New Jersey Senators Robert Menendez and Cory Booker will join activists in Washington, D.C. for a 24-hour fast in support of immigration reform.
Eliseo Medina, who is fasting in support of immigration reform with the Fast for Families movement, speaks during a press conference, Nov. 26, 2013 in Washington, DC.
Eliseo Medina, who is fasting in support of immigration reform with the Fast for Families movement, speaks during a press conference, Nov. 26, 2013 in Washington, DC.

New Jersey Sens Robert Menendez and Cory Booker will join activists in Washington, D.C., for a 24-hour fast in support of immigration reform.

"I'm sure that there are those who said, when Dr. King led marches and boycotts, that that was extreme and not herding the cause of movement to civil rights. I'm sure that there are those who considered Rosa Parks' defiance in sitting in the front of the bus and not the back of the bus not productive," Menendez said in a video posted Wednesday from the fast. "So history teaches us that while we would love to have a government that is responsive to us in the normal course of events, that sometimes a normal course of events isn't enough to accomplish the goal."

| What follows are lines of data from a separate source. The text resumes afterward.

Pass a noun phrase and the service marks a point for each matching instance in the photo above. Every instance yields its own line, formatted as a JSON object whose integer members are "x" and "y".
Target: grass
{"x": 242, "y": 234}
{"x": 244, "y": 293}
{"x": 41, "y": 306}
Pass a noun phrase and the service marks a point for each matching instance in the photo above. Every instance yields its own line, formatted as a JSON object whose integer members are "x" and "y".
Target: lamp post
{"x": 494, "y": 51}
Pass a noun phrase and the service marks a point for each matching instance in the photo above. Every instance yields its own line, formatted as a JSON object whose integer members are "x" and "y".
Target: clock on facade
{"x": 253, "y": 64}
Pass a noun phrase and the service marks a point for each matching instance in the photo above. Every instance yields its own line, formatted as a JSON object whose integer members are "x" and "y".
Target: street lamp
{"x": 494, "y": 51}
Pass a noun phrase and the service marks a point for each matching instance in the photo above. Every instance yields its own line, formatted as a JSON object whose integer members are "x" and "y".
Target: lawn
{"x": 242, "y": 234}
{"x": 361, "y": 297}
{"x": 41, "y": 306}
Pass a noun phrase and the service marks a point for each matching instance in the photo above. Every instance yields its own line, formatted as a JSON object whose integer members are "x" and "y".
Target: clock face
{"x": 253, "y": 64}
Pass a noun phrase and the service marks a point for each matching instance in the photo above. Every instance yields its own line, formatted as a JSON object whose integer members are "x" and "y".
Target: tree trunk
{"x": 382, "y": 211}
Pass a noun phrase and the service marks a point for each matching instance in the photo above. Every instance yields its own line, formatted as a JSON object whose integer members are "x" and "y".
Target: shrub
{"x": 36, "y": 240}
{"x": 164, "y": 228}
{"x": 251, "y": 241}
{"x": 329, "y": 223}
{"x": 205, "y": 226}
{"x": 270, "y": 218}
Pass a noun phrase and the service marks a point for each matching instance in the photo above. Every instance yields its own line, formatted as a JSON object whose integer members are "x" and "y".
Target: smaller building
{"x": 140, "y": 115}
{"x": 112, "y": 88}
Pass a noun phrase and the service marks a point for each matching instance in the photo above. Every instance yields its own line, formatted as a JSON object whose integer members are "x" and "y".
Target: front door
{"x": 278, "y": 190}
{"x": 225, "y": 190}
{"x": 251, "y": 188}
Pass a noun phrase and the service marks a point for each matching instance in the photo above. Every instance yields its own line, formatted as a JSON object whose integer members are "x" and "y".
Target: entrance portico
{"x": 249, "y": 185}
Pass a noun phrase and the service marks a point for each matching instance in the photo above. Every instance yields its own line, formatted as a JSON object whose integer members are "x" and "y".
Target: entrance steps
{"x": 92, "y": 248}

The Fast for Families activists began a sit-in on the National Mall last month in hopes to urge Congress to pass a comprehensive immigration reform bill in the new year.

Menendez and Booker are not the first D.C. leaders to join the group of fasters. Freshman Congressman Joe Kennedy III joined Medina and the activists last week, and President Obama and the first lady visited the tent the day after Thanksgiving.

"When we began this fast on Nov. 12, we did it because we wanted to call attention to a moral crisis that is facing this country," said Eliseo Medina of the Service Employees International Union (SEIU), one of four activists who participated in a 22-day long water-only fast, during a conference call last week. "This broken immigration system is more than a debate about numbers... At its core, it's about human beings."

Medina added that House Speaker John Boehner has "the unique power to put an end to this suffering by calling a vote," but said Boehner has refused to respond to the fasters' attempts to reach out. On Thursday, Medina tweeted the fast will move soon from D.C. to Boehner's district in Ohio. "We'll never stop til CIR passes," he wrote.

In Chicago, Mayor Rahm Emanuel and members of the Chicago City Council's Latino Caucus began their own 24-hour fast Wednesday evening in support of the activists in D.C.